‘They Beat Me In School Because I Am Kashmiri’
On March 2, 2014, as Pakistan defeated India in a cricket match during the Asia Cup, the usual cheering for Pakistan brought a heavy price for Kashmiri students in mainland India.
This ‘grave crime’—cheering for a foreign team playing against India—led the management to expel 66 Kashmiri students from the College of Swami Vivekanand Subharti University of Meerut, on the outskirts of New Delhi, in the state of Uttar Pradesh (UP).
UP is the most powerful state in the Indian union. It is the base of the Hindi-speaking ruling elite of India. The nation’s federal capital, New Delhi, is located within this state.
In recent years, UP has become notorious for other things, like the astronomical rise in Hindu extremist groups, and the embarrassing rise in rape cases against Indian women and foreign tourists.

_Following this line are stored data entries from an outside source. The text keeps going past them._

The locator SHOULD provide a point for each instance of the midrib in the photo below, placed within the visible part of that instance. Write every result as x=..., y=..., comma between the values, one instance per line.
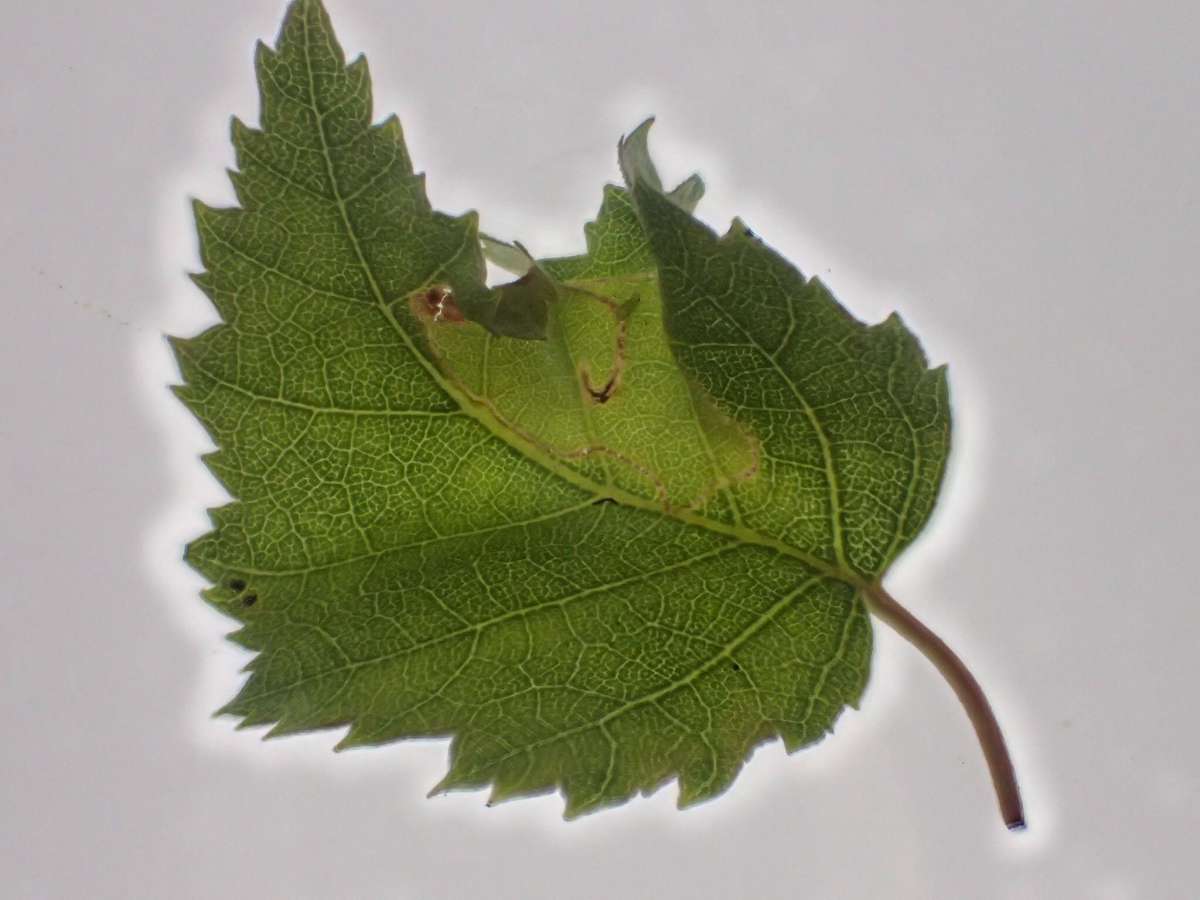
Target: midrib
x=505, y=435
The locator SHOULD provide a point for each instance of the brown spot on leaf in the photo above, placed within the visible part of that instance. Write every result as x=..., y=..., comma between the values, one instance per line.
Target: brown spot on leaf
x=438, y=304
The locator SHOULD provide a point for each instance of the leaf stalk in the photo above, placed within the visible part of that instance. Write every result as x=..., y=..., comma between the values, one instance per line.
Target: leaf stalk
x=970, y=694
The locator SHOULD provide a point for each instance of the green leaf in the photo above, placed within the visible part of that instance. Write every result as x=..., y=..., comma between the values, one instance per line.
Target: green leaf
x=625, y=553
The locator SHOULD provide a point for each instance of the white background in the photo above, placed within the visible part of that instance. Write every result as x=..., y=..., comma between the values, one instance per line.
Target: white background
x=1018, y=179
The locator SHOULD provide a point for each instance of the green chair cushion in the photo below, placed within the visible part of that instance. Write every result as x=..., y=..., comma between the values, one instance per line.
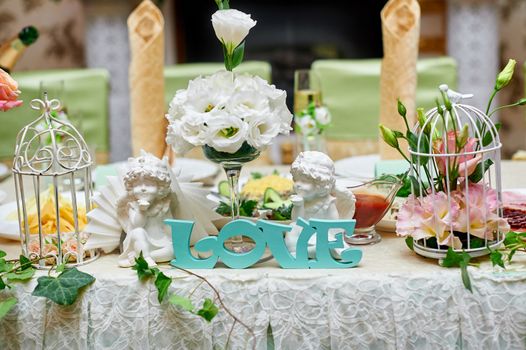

Gulzar Ahmed, one of the 66 students expelled from the Meerut college, said that he and his colleagues did not do anything wrong. In fact, local Indian students attacked the Kashmiri students with stones and verbal abuse after the match. The college administration, in Gulzar’s words, instead of taking action against the attacking Indian students, took the Kashmiri students to a local bus stand and told them to leave for Kashmir.